The hybrid state of B in $BF_{4}^{-}$ :
A. $s{{p}^{2}}$
B. sp
C. $s{{p}^{3}}$
D. Not specific

Answer 1

Hint: To calculate the number of hybrid orbitals or hybridization of the central atom there is a formula.
The formula to calculate hybridization on the central atom is as follows.
\[H=\dfrac{1}{2}[G+M-C+A]\]
Where H = Hybridization of the central atom
G = number of valence electrons
M = number of monovalent atoms
C = the charge on the cation
A = the charge on the anion

Complete step by step answer:
- In the question it is asked to find the hybridization of the Boron in $BF_{4}^{-}$ .
- The electronic configuration of the boron is $1{{s}^{2}}2{{s}^{2}}2{{p}^{1}}$ .
- We have to substitute all the values in the below formula to get the hybridization of the Boron in $BF_{4}^{-}$
\[H=\dfrac{1}{2}[G+M-C+A]\]
G = number of valence electrons in boron = 3 (from electronic configuration)
M = number of monovalent atoms = 4 (fluorine atoms)
C = the charge on the cation = 0
A = the charge on the anion = 1 (negative charge in $BF_{4}^{-}$ )
Then
\[\begin{align}
  & H=\dfrac{1}{2}[G+M-C+A] \\
 & H=\dfrac{1}{2}[3+4+1] \\
 & H=4 \\
\end{align}\]
- H = 4 means there are four hybrid orbitals involved in hybridization.
- Therefore the hybridization of the boron in $BF_{4}^{-}$ is $s{{p}^{3}}$ .

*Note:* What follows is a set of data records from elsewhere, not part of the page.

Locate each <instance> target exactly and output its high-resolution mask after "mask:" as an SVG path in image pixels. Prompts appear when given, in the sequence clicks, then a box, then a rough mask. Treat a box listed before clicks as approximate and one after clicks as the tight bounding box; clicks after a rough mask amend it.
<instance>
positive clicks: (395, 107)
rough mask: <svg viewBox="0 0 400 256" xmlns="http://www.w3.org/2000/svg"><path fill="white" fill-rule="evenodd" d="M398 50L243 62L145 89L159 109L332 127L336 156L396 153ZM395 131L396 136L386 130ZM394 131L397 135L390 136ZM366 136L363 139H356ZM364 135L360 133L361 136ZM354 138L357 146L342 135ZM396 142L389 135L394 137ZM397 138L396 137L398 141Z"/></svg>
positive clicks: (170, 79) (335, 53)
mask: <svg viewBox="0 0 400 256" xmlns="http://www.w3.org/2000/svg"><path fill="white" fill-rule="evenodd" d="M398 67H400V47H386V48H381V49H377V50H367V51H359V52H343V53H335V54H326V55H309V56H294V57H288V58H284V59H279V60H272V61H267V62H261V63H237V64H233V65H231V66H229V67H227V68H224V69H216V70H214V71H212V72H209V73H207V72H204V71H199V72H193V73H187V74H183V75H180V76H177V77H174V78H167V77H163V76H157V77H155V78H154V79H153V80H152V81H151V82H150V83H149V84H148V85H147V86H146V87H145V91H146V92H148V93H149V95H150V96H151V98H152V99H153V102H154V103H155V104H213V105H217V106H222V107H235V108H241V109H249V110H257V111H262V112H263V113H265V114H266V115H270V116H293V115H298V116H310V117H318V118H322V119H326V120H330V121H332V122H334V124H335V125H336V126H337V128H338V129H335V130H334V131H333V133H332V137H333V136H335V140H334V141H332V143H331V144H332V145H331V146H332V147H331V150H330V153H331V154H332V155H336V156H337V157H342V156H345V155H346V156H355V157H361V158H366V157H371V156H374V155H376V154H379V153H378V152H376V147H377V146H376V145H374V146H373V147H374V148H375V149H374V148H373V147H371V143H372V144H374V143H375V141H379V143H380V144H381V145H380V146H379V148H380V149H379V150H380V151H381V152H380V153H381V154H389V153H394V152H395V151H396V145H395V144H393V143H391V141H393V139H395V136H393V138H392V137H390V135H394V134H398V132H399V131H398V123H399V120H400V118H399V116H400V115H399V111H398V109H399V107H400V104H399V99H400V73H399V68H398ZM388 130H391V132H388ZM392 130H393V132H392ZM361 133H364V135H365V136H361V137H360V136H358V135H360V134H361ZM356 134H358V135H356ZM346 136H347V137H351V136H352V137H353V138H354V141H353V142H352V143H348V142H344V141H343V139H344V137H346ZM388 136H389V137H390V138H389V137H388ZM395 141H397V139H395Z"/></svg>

- So, the correct option is C.

Note: The shape of the $BF_{4}^{-}$ is tetrahedral and in the molecule there are four bond pairs and zero lone pairs are present. By using VSEPR theory we can find the structure and hybridization of the molecules. In $BF_{4}^{-}$ there are no lone pair electrons present then repulsion between the electrons and bonds is also very less.